|Warning: No science ahead|
I am in Portugal for the holidays having just left San Francisco. It is a part of the academic life that we have to keep moving around with each new job and after Germany and the US (California) I am moving to the UK in a few days. Its not easy to keep rebuilding your roots in new places but it is certainly rewarding to experience new cultures. It has been great to spend almost 5 years in California and it was very (!) hard to leave. I decided to try to write down a few thoughts about life in the golden state. Maybe it will be useful for others considering moving there. I apologize in advance for the generalizations.
It is impossible to live in silicon valley (I was in Menlo Park) without noticing the geekiness of the place. Just a few random examples: the Caltrain conductors frequently make geeky jokes ("warp speed to San Francisco"); the billboards on the 101 highway between San Francisco and San Jose often advertise products that only programmers would care about (e.g. types of databases); every time I went for a hot chocolate at the Coupa Cafe there was someone demoing or pitching an idea for a website or app. For someone that likes technology it is a great place to be. It is thrilling to find out that so many of the tech companies you read about are just around the corner. It is also very likely that the people you will meet know about the latest tech trends if they are not, in fact, actually developing them. Unfortunately, every nice thing has its downsides and there is so much money around from tech salaries and companies that everything is horribly expensive if you don't work in the tech sector yourself.
The "can do" attitude and personal responsibility
It is nearly impossible to pin-down what makes silicon valley such a breeding ground for successful companies but one thing that impressed me was their winning attitude. It is more generally an american trait and not just found in California. People often believe their ideas can succeed to a point that borders on naivety. To paint a (somewhat) exaggerated picture: it is not enough to be good, you should strive to be number one. There are many positive and negative consequences of this attitude that are not easy to unwrap. There are many obvious advantages that come with all that drive and positive thinking. This connects also to the notion of personal responsibility - it should be up to each one of us to make our success. As a negative consequence, failure is then also our individual responsibility, even when in reality it isn't.
I don't want to go into politics but I will say that I have learned a lot also about the role of government. It was interesting to live in a place that emphasized personal responsibility so much more than Portugal. I think it served well to calibrate my own expectations of what the state should and should not be responsible for. As for many other things, I wish more people could have the experience of living in different countries and cultures.

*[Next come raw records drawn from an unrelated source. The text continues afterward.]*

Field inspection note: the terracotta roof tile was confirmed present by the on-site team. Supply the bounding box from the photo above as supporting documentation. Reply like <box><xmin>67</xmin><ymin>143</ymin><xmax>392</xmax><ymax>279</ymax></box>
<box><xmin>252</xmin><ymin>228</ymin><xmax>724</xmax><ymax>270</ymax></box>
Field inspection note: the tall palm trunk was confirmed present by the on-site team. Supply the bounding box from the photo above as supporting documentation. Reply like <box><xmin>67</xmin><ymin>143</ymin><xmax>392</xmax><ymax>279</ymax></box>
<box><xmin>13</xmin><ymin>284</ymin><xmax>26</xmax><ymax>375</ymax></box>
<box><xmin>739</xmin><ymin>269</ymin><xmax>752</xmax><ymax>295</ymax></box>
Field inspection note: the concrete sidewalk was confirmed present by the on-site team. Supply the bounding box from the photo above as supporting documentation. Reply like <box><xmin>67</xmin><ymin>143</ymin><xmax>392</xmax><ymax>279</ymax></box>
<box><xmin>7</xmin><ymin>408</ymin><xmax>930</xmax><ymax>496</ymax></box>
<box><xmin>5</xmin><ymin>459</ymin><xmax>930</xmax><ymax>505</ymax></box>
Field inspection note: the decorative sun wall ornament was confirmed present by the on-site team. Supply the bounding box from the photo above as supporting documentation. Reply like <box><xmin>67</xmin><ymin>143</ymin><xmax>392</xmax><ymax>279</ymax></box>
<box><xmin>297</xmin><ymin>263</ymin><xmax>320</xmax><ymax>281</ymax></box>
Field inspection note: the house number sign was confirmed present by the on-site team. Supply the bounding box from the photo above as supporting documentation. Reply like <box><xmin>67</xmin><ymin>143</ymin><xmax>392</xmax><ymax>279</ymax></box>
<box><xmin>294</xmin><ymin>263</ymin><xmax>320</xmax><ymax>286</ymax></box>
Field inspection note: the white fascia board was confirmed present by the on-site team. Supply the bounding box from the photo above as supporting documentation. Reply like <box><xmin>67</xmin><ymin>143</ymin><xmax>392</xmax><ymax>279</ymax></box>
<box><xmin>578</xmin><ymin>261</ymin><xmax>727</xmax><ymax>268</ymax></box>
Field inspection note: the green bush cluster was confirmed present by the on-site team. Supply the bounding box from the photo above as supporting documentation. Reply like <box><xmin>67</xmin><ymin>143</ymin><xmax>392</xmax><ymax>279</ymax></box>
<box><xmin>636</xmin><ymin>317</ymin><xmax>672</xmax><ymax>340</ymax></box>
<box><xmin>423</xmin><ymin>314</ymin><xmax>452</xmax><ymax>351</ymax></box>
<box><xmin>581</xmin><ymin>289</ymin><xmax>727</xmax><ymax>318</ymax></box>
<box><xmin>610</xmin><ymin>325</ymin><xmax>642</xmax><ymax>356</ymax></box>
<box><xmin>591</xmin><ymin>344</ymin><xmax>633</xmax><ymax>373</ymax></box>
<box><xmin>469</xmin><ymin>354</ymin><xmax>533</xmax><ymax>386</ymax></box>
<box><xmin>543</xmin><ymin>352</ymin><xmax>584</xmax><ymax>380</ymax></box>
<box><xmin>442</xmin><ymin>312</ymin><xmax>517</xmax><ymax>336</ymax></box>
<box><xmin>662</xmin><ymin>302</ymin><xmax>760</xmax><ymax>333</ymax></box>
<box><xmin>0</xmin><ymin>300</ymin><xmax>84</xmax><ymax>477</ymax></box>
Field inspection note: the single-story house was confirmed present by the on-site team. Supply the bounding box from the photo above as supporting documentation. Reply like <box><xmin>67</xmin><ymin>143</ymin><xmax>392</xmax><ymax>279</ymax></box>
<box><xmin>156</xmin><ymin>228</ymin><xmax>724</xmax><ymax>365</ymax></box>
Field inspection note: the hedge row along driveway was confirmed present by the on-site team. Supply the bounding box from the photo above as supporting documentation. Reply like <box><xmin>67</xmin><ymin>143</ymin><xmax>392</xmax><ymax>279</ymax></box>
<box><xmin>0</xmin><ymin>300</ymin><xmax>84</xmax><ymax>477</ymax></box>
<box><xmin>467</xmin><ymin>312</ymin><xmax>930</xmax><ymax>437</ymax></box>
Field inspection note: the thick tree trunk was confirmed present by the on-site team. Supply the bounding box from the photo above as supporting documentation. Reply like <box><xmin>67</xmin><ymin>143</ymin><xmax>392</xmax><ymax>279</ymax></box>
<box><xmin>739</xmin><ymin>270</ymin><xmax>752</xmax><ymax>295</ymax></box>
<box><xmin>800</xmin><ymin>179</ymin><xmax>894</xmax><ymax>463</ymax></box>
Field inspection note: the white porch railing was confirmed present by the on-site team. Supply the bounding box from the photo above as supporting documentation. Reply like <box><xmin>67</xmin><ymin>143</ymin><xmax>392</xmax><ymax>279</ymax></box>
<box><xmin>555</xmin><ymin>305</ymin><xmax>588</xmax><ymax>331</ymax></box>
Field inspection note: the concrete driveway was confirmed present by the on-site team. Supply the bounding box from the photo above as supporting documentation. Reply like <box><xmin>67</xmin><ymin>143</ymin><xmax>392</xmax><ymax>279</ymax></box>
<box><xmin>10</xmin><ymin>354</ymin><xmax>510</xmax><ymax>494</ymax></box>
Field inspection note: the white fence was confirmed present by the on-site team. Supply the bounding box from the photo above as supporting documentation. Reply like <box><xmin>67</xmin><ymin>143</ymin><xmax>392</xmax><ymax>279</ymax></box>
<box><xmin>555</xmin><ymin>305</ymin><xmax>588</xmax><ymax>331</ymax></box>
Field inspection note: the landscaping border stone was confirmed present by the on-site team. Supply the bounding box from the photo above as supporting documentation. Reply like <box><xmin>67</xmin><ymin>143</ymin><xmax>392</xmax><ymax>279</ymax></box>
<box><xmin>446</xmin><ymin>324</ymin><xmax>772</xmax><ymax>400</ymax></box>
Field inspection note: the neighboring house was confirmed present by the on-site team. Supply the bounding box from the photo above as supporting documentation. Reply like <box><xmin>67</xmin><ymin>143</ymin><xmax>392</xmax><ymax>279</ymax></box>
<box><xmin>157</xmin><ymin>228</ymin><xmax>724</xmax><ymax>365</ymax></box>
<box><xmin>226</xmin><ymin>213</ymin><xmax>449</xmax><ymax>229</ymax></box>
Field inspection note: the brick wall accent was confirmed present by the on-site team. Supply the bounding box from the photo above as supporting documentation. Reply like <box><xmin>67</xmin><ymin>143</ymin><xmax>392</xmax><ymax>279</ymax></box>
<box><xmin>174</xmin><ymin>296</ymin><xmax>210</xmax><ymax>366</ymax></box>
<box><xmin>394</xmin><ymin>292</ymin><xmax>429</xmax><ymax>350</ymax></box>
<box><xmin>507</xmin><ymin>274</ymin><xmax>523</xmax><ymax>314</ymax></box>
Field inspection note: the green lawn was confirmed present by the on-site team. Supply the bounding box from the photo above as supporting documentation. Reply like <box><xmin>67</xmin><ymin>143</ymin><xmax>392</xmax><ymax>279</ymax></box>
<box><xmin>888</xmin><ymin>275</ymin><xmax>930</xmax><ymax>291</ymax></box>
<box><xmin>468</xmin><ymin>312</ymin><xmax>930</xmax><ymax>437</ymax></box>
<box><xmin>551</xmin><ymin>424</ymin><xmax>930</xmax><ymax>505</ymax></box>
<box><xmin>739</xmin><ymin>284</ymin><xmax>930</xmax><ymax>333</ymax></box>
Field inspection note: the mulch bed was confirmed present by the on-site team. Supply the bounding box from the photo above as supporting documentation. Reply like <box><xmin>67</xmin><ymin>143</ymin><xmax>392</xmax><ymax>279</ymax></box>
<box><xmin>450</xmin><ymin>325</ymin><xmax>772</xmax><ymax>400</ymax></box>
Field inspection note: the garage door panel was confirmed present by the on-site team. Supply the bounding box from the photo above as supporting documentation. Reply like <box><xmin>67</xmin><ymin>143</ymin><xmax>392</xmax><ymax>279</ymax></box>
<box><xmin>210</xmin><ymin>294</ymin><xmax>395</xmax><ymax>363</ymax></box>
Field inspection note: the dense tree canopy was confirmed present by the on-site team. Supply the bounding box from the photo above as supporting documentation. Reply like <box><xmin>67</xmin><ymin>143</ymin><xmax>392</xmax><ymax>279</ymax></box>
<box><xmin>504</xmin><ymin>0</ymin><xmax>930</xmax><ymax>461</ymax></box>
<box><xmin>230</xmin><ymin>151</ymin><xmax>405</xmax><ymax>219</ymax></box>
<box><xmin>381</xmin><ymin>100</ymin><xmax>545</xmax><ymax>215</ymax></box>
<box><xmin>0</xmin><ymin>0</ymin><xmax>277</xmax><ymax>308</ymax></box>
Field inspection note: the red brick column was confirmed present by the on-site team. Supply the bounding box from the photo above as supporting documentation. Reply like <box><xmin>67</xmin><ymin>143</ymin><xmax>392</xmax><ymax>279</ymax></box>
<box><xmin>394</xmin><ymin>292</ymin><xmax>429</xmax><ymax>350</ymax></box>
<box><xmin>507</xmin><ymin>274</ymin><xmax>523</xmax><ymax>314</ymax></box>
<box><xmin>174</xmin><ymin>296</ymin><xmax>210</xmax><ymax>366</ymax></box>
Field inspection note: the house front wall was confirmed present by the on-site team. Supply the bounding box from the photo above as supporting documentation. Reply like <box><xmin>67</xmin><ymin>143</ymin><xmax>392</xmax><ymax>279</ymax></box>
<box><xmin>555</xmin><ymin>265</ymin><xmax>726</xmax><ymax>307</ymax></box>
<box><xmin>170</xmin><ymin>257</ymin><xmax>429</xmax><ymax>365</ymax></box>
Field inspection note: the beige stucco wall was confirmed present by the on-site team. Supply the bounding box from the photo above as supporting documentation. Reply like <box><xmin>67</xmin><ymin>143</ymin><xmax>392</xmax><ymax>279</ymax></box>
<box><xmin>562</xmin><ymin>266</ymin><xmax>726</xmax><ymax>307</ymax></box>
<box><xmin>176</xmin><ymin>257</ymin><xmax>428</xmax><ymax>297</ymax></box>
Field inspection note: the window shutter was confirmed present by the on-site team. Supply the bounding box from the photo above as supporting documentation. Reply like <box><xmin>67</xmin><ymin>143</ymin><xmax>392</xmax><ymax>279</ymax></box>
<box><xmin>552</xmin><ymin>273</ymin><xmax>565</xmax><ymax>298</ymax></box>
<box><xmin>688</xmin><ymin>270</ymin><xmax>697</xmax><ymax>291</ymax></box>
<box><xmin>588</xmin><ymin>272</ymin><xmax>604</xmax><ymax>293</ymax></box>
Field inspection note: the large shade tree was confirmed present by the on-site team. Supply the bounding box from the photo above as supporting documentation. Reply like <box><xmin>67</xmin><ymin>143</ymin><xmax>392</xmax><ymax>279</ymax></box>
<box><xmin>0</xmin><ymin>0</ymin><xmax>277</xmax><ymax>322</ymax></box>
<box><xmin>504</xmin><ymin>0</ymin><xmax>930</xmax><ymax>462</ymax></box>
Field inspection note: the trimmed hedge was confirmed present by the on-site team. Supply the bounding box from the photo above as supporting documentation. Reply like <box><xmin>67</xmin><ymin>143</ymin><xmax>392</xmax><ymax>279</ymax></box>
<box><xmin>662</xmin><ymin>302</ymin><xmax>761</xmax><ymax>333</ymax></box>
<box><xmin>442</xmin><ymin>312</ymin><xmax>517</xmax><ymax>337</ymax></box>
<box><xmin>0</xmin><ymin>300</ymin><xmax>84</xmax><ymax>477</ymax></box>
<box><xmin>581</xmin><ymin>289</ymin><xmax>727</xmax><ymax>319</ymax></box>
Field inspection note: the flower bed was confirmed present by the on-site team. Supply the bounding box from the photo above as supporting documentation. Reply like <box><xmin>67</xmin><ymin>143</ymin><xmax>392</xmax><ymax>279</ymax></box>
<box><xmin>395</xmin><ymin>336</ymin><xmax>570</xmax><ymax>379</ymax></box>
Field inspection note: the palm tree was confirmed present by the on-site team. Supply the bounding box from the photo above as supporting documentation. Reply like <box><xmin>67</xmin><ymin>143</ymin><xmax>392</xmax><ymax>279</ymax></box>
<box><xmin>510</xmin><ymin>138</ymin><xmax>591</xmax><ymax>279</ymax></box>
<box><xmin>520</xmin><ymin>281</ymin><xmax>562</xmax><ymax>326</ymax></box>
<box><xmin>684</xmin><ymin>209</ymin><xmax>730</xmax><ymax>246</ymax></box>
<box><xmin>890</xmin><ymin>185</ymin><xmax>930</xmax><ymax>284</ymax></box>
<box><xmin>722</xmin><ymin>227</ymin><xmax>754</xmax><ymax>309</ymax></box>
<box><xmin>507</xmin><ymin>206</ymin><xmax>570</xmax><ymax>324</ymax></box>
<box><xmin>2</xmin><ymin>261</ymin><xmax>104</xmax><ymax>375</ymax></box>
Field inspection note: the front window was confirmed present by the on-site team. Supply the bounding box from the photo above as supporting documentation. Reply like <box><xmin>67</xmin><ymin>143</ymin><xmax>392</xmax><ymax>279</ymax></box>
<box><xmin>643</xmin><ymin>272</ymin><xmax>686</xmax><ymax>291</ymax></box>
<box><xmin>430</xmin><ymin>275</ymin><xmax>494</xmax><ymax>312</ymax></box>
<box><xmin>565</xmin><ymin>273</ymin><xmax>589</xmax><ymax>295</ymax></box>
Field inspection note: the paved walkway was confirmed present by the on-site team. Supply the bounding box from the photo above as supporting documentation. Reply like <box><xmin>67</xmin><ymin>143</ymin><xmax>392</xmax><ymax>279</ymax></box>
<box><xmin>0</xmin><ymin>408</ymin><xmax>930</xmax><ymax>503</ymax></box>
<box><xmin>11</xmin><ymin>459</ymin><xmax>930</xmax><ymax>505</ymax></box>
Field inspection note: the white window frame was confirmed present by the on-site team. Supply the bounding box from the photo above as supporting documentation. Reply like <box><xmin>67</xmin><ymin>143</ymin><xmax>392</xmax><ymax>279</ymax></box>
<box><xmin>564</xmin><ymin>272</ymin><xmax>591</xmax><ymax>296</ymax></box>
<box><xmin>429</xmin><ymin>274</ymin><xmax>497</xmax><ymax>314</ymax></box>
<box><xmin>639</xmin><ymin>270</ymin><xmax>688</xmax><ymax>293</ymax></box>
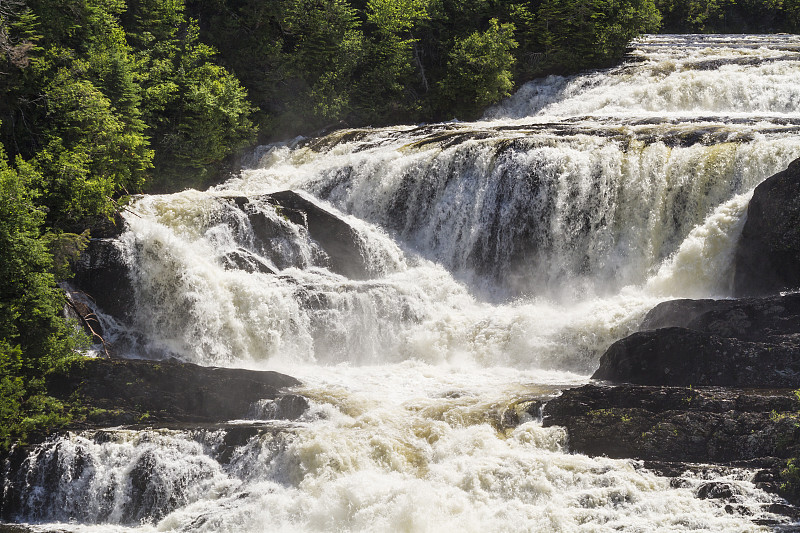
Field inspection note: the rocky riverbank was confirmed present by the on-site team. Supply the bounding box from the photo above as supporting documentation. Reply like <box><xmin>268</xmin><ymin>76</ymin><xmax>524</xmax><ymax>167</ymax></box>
<box><xmin>532</xmin><ymin>160</ymin><xmax>800</xmax><ymax>519</ymax></box>
<box><xmin>47</xmin><ymin>359</ymin><xmax>307</xmax><ymax>428</ymax></box>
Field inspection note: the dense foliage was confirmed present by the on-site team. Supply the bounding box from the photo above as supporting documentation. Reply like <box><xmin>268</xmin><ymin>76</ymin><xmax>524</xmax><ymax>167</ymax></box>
<box><xmin>0</xmin><ymin>0</ymin><xmax>255</xmax><ymax>448</ymax></box>
<box><xmin>189</xmin><ymin>0</ymin><xmax>660</xmax><ymax>139</ymax></box>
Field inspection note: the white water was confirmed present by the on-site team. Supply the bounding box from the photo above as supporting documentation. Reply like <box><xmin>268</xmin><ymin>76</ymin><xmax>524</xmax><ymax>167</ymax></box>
<box><xmin>9</xmin><ymin>36</ymin><xmax>800</xmax><ymax>531</ymax></box>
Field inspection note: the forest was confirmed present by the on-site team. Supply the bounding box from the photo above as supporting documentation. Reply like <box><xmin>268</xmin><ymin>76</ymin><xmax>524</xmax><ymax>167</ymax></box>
<box><xmin>0</xmin><ymin>0</ymin><xmax>800</xmax><ymax>447</ymax></box>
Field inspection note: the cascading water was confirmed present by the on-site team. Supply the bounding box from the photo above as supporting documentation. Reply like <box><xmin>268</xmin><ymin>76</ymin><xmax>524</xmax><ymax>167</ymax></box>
<box><xmin>6</xmin><ymin>36</ymin><xmax>800</xmax><ymax>531</ymax></box>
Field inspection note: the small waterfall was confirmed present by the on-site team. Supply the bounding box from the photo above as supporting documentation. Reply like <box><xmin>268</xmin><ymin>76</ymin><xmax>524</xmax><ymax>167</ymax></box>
<box><xmin>3</xmin><ymin>36</ymin><xmax>800</xmax><ymax>533</ymax></box>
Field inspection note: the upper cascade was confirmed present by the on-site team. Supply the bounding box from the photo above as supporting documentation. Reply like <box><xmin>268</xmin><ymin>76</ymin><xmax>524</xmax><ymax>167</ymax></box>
<box><xmin>486</xmin><ymin>35</ymin><xmax>800</xmax><ymax>120</ymax></box>
<box><xmin>101</xmin><ymin>36</ymin><xmax>800</xmax><ymax>366</ymax></box>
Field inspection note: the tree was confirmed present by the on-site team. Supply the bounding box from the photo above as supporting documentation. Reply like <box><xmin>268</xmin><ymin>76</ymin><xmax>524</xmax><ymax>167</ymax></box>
<box><xmin>439</xmin><ymin>19</ymin><xmax>517</xmax><ymax>118</ymax></box>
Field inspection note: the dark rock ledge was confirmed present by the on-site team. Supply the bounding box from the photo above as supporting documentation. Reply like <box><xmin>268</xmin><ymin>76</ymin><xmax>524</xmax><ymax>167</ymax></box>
<box><xmin>532</xmin><ymin>156</ymin><xmax>800</xmax><ymax>516</ymax></box>
<box><xmin>47</xmin><ymin>359</ymin><xmax>307</xmax><ymax>429</ymax></box>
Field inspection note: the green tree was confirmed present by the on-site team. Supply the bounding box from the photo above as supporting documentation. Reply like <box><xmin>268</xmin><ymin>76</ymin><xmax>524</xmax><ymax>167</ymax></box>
<box><xmin>440</xmin><ymin>19</ymin><xmax>517</xmax><ymax>118</ymax></box>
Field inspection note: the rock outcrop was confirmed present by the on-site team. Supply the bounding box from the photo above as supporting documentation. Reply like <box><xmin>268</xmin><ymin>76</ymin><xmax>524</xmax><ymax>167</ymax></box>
<box><xmin>592</xmin><ymin>294</ymin><xmax>800</xmax><ymax>388</ymax></box>
<box><xmin>543</xmin><ymin>385</ymin><xmax>800</xmax><ymax>463</ymax></box>
<box><xmin>230</xmin><ymin>191</ymin><xmax>372</xmax><ymax>280</ymax></box>
<box><xmin>71</xmin><ymin>239</ymin><xmax>134</xmax><ymax>319</ymax></box>
<box><xmin>47</xmin><ymin>359</ymin><xmax>307</xmax><ymax>427</ymax></box>
<box><xmin>734</xmin><ymin>159</ymin><xmax>800</xmax><ymax>296</ymax></box>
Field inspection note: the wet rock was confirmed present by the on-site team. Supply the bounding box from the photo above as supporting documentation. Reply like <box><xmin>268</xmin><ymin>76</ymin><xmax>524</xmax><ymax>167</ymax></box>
<box><xmin>47</xmin><ymin>359</ymin><xmax>300</xmax><ymax>427</ymax></box>
<box><xmin>592</xmin><ymin>294</ymin><xmax>800</xmax><ymax>387</ymax></box>
<box><xmin>697</xmin><ymin>481</ymin><xmax>736</xmax><ymax>500</ymax></box>
<box><xmin>222</xmin><ymin>248</ymin><xmax>275</xmax><ymax>274</ymax></box>
<box><xmin>71</xmin><ymin>239</ymin><xmax>134</xmax><ymax>319</ymax></box>
<box><xmin>226</xmin><ymin>191</ymin><xmax>372</xmax><ymax>280</ymax></box>
<box><xmin>734</xmin><ymin>159</ymin><xmax>800</xmax><ymax>296</ymax></box>
<box><xmin>543</xmin><ymin>385</ymin><xmax>800</xmax><ymax>463</ymax></box>
<box><xmin>269</xmin><ymin>191</ymin><xmax>371</xmax><ymax>279</ymax></box>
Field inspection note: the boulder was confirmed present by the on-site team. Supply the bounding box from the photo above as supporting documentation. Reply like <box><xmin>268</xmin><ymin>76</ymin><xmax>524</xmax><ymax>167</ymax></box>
<box><xmin>734</xmin><ymin>159</ymin><xmax>800</xmax><ymax>297</ymax></box>
<box><xmin>268</xmin><ymin>191</ymin><xmax>371</xmax><ymax>279</ymax></box>
<box><xmin>226</xmin><ymin>191</ymin><xmax>372</xmax><ymax>280</ymax></box>
<box><xmin>543</xmin><ymin>385</ymin><xmax>800</xmax><ymax>463</ymax></box>
<box><xmin>71</xmin><ymin>239</ymin><xmax>134</xmax><ymax>319</ymax></box>
<box><xmin>47</xmin><ymin>359</ymin><xmax>302</xmax><ymax>427</ymax></box>
<box><xmin>592</xmin><ymin>294</ymin><xmax>800</xmax><ymax>387</ymax></box>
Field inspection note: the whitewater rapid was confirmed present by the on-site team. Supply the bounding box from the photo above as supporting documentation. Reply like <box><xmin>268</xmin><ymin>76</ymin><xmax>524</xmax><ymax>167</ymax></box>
<box><xmin>9</xmin><ymin>36</ymin><xmax>800</xmax><ymax>532</ymax></box>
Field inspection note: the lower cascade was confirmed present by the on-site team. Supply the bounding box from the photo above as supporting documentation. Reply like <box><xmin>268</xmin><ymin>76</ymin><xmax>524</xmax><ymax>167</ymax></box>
<box><xmin>0</xmin><ymin>36</ymin><xmax>800</xmax><ymax>532</ymax></box>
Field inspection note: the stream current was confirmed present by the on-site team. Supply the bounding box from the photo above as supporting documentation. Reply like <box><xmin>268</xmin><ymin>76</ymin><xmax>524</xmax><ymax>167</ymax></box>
<box><xmin>7</xmin><ymin>35</ymin><xmax>800</xmax><ymax>532</ymax></box>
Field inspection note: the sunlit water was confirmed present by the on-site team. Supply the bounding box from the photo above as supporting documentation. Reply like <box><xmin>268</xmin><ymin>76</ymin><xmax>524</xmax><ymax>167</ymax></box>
<box><xmin>6</xmin><ymin>36</ymin><xmax>800</xmax><ymax>532</ymax></box>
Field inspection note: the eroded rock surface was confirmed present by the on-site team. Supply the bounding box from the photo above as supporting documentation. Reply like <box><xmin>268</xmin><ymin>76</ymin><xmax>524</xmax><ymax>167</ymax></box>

Fitness freaks surrounded by amazing nature and obsessed with organic local food
Before going to the US I had many friends making jokes about how much weight I would gain and the stereotypical view of overweight america. In fact any generalizations of S.F. or silicon valley would have to go in the opposite direction. I had friends waking up at crazy hours to exercise and I even learned to enjoy running (yikes !). It helps that California is sunny and filled with beautiful nature like the state parks and coastline (do the California route 1). Also, the food is great although there is tiny exaggerated obsession with locally grown organic food. The constant sunshine and great food are probably the two things I will miss most when I get to the UK. I might have to buy a sun lamp. The interests for the outdoors was not that different from Germany but it is something I wish was more prevalent in Portugal. Portugal has such a nice weather and outdoors that it is a waste that we don't take better advantage of them.
A thank-you note
Californians are amazingly friendly people. It is true that sometimes it feels superficial. In restaurants it can even be annoying when a waiter comes for the tenth time to ask if you are really enjoying your meal. Still, it was great to live there with the easy smiles and unexpected chit-chat or compliments. It was easy to feel at home and I never felt like a foreigner. As I have learned from these years of living in California, one should always send a polite thank-you note after an event. So thank you California for these wonderful years. It would be most appropriate to say that it was "awesome".